Saying wearing a mask is a strictly optional "personal choice," Oklahoma State Department of Health Commissioner Dr. Lance Frye on Friday told reporters at the department's first media briefing in over a month that he does not endorse the federal Centers for Disease Control and Prevention COVID-19 guidelines recommending universal indoor masking to help reduce the spread of the highly transmissible delta variant in areas of high transmission.
"For now, in Oklahoma, we still think that the best approach is to assess your own risk," Frye said, claiming that masking isn't necessarily needed in areas of low population density in Oklahoma.
"There are certain parts of our state where there's just, they don't have the population density, and if they are fully vaccinated and they feel that they are in a safe environment, then I wouldn't -- I'm not going to say that they should have to wear a mask," Frye said. "If they are at any time concerned about their environment or where they are or their own personal health, or any risk at all, we always encourage them to wear a mask."
"We've always recommended wearing masks.
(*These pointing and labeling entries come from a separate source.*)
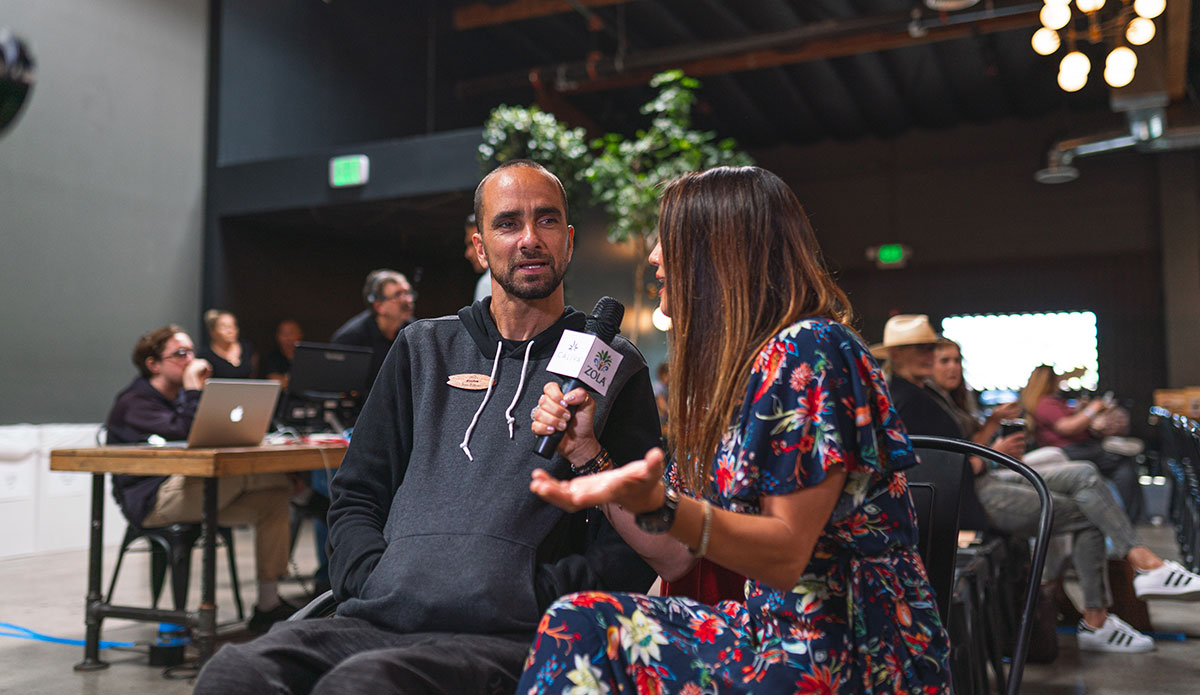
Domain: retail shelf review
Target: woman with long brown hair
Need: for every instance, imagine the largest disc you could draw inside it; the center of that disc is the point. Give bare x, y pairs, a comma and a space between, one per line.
786, 467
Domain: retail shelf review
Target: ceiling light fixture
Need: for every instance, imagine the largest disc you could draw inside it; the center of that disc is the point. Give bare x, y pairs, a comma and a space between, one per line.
1120, 24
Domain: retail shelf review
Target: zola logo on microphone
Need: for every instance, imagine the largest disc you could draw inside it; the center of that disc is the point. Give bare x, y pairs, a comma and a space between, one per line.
587, 358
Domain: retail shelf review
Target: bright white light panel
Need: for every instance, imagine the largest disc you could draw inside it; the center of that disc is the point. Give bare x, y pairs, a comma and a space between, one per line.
999, 352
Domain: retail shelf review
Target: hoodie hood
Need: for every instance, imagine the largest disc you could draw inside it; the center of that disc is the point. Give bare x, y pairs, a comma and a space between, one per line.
478, 321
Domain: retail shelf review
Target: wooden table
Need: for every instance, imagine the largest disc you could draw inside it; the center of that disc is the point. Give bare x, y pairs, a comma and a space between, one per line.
208, 463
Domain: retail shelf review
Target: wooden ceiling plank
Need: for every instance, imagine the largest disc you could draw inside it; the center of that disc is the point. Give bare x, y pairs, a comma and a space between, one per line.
817, 49
1179, 22
478, 15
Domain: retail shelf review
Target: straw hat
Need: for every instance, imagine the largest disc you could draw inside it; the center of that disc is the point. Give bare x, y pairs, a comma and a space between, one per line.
905, 329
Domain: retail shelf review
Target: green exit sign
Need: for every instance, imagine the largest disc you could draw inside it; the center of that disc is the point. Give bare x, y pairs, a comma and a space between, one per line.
349, 171
889, 255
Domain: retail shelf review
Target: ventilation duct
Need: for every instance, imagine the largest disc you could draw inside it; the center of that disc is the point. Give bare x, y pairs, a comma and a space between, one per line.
1147, 133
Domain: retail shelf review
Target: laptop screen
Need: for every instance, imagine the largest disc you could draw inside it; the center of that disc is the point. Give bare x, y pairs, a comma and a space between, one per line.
329, 371
233, 413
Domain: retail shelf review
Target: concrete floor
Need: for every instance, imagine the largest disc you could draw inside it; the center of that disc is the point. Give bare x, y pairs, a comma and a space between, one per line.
45, 593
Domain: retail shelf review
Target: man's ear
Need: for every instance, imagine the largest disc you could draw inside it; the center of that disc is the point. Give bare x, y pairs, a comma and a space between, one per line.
477, 240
It is a personal decision. There haven't, I mean, we've been doing this for a year and a half, there haven't been any statewide mask mandates. And we do recommend people take personal responsibility," Frye said.
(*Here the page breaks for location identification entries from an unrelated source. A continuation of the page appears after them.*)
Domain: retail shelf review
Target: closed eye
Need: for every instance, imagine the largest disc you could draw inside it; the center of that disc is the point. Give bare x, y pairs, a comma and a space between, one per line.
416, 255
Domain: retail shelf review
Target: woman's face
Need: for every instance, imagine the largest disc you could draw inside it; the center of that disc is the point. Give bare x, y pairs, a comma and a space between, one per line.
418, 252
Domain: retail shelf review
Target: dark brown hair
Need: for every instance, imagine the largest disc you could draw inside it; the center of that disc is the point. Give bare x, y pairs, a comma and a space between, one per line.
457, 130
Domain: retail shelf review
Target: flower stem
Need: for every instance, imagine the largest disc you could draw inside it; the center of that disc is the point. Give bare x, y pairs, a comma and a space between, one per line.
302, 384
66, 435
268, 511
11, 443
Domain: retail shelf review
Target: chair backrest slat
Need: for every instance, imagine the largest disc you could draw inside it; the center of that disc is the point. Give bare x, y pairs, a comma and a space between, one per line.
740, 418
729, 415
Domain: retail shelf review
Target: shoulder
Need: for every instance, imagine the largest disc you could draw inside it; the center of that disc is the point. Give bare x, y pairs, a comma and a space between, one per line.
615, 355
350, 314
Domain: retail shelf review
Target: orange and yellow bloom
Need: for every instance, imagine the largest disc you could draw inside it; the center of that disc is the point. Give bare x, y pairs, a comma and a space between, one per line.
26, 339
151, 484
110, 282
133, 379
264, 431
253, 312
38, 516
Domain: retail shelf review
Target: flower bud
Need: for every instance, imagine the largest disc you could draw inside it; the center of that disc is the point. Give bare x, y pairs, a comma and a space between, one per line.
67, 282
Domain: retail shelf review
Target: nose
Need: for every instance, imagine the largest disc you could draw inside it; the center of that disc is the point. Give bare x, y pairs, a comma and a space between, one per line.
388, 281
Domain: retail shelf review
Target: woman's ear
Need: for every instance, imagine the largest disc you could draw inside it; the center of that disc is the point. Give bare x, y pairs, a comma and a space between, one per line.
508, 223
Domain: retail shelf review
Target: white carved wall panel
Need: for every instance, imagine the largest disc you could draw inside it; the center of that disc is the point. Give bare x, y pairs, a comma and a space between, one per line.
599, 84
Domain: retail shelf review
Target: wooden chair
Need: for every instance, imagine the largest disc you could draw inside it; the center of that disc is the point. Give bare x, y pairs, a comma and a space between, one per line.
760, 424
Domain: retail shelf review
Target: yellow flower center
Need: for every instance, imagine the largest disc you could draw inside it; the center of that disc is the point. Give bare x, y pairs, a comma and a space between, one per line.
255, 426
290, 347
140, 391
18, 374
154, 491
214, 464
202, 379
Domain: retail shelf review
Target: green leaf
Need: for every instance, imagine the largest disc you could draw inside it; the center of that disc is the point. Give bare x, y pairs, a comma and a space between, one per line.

The CDC updated their guidance in July to recommend wearing masks regardless of vaccination status in areas of high COVID transmission, citing data that found vaccinated individuals were spreading the delta variant during the current spike in infections and hospitalizations. As of Friday, all of Oklahoma with the exceptions of Harper and Ellis counties in the northwest part of the state were reporting high transmission.
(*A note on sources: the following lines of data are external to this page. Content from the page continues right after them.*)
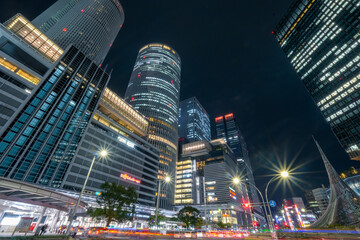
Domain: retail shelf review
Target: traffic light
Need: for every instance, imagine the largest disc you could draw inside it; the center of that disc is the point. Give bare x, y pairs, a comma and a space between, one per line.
245, 205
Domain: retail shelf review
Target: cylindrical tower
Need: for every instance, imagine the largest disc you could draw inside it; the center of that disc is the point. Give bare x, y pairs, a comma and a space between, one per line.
154, 90
89, 25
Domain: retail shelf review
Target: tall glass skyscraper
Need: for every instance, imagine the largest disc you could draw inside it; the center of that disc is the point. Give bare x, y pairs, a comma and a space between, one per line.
89, 25
154, 90
41, 139
228, 129
194, 122
322, 41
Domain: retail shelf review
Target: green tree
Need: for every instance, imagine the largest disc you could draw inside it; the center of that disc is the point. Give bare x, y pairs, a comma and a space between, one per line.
116, 203
189, 215
199, 223
222, 225
151, 220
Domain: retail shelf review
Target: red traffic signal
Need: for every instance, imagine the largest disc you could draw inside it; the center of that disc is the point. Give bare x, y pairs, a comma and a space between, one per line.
245, 205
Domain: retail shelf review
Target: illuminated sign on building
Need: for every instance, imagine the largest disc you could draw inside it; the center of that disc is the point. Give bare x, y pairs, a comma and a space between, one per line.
229, 116
232, 193
131, 179
125, 141
218, 119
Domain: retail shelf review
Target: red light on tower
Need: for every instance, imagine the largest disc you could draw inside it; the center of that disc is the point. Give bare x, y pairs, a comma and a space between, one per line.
218, 119
246, 205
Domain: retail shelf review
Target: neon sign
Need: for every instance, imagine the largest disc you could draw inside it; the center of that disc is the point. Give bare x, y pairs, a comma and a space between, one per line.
229, 116
131, 179
218, 119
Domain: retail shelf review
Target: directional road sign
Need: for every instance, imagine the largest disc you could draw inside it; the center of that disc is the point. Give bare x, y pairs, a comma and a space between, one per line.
272, 203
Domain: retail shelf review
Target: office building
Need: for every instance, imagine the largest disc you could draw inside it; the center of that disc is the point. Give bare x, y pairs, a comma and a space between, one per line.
321, 197
154, 90
91, 26
352, 178
312, 203
56, 112
40, 139
204, 173
194, 122
132, 161
321, 40
293, 216
228, 129
298, 201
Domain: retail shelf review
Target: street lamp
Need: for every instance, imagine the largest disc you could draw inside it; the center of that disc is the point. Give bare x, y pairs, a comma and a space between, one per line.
283, 174
167, 179
237, 181
102, 154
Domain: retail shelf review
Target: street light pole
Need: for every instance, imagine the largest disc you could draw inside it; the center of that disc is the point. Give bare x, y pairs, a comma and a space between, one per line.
283, 174
205, 200
157, 203
103, 153
271, 224
237, 181
263, 202
167, 180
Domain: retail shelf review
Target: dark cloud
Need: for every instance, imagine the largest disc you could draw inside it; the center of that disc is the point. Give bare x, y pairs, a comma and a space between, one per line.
231, 63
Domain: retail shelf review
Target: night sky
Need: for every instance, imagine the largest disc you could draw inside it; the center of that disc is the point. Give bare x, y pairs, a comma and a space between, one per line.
231, 63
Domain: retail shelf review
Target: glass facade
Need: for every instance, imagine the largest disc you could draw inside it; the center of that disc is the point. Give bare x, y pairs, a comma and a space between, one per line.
205, 171
42, 139
321, 39
89, 25
194, 122
129, 152
154, 90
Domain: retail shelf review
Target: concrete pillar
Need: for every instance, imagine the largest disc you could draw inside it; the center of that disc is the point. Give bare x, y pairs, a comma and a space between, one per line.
55, 220
39, 220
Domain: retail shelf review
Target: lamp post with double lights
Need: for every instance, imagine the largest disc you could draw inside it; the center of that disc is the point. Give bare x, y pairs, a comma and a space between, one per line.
237, 181
102, 155
167, 179
283, 174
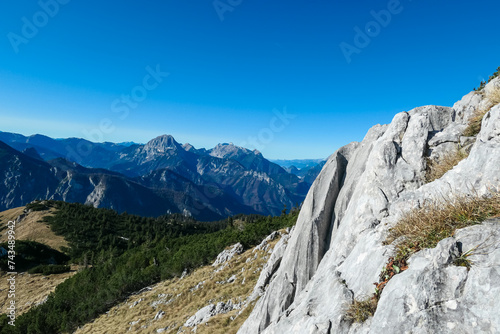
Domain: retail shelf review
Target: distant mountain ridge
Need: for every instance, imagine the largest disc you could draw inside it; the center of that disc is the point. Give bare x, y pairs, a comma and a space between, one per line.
151, 179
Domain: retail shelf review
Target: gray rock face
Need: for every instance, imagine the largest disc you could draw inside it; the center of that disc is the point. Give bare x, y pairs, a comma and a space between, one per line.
435, 296
335, 252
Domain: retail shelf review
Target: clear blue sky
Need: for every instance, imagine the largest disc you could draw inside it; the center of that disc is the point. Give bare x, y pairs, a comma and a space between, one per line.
227, 76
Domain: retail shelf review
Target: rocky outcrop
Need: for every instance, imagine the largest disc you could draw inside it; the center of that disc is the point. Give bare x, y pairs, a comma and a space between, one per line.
336, 251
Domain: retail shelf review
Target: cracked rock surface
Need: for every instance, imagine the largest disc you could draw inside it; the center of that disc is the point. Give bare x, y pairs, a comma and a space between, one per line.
335, 252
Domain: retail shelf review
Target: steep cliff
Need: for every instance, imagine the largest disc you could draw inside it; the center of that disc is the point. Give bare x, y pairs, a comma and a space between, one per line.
337, 250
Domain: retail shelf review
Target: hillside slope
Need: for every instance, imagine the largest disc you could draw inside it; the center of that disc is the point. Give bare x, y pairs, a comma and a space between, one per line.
338, 251
213, 299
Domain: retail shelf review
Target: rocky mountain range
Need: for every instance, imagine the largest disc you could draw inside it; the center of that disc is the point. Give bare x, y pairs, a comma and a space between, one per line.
159, 177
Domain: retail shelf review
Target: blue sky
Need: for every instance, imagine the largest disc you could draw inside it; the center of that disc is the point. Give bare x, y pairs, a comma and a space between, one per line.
269, 75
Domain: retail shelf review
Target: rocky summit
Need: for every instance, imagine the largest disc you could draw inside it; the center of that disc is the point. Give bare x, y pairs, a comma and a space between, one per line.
338, 248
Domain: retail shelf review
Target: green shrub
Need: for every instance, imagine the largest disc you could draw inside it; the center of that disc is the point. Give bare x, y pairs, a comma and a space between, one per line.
49, 269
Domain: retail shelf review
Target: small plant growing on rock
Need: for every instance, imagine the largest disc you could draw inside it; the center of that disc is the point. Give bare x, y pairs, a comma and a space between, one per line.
475, 121
463, 260
361, 310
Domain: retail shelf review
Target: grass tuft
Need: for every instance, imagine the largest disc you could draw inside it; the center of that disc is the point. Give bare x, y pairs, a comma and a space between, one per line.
475, 121
424, 227
360, 310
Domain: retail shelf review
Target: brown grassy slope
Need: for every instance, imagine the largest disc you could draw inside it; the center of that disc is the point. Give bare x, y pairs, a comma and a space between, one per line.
175, 298
32, 228
30, 289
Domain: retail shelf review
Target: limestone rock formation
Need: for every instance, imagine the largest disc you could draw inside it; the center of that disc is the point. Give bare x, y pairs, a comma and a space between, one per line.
336, 250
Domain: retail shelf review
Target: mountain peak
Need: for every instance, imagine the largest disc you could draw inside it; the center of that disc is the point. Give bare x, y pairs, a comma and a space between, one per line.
228, 150
163, 142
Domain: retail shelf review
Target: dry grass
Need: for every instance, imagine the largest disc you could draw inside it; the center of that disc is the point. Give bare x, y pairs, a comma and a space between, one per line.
436, 169
360, 310
31, 289
424, 227
176, 298
475, 121
32, 228
494, 96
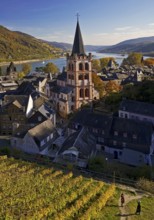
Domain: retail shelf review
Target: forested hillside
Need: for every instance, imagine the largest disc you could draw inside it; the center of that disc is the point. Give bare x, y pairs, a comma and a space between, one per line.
21, 46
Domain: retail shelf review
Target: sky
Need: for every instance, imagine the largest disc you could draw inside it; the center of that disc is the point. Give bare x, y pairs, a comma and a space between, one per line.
102, 22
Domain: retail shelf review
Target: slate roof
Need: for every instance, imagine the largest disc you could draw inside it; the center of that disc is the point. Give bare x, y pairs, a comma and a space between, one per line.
25, 88
79, 140
46, 110
41, 131
22, 99
62, 76
105, 126
36, 118
137, 107
142, 130
60, 89
78, 47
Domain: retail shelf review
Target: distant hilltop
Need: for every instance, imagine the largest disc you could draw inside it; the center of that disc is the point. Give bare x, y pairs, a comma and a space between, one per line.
143, 45
15, 45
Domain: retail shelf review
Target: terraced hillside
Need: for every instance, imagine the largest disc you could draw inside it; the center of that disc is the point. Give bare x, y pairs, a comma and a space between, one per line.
31, 191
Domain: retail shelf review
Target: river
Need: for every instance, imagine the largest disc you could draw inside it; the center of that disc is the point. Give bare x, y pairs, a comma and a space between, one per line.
61, 62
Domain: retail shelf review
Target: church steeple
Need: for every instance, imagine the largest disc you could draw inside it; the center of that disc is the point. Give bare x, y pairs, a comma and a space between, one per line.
78, 47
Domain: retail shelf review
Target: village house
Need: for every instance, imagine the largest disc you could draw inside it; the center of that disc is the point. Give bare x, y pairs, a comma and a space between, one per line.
118, 137
36, 139
132, 109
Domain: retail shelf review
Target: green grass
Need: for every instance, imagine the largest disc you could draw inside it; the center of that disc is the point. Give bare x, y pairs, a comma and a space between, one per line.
147, 204
31, 191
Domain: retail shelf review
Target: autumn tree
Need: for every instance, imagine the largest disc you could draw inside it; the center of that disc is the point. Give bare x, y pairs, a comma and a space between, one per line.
0, 71
133, 59
51, 68
26, 68
96, 65
148, 62
112, 87
21, 75
98, 84
105, 60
Frye also said he would not comment on whether he endorsed CDC and American Academy of Pediatrics guidance recommending schools require universal masking in K-12 settings. Gov. Kevin Stitt has signed a law restricting school districts from exercising local control with regard to mask requirements and has stated he does not want to see students made to wear masks.
"We are not getting into the policy of whether schools, what they should be doing as far as their own policies," Frye said. "We recommend that, you know, people should be wearing masks to try to mitigate the spread."
"There's really no silver bullet," Frye said. "What we do know is that we are continuing to recommend mask wearing to anyone that's in a situation where they feel like it needs to be done. And we know that, for instance, our unvaccinated children from 5 to 12 are at risk, so we would recommend for them to be wearing masks."
Asked by a reporter whether relying on "personal responsibility" has demonstrably failed, given the state's bottom-ten status nationally for new COVID-19 infections, deaths, hospitalizations, and vaccinations, Frye said he believed in Oklahomans.
"Well, I don't know -- if you're not going to rely on people to do what they need to do, I think we're in trouble," Frye said.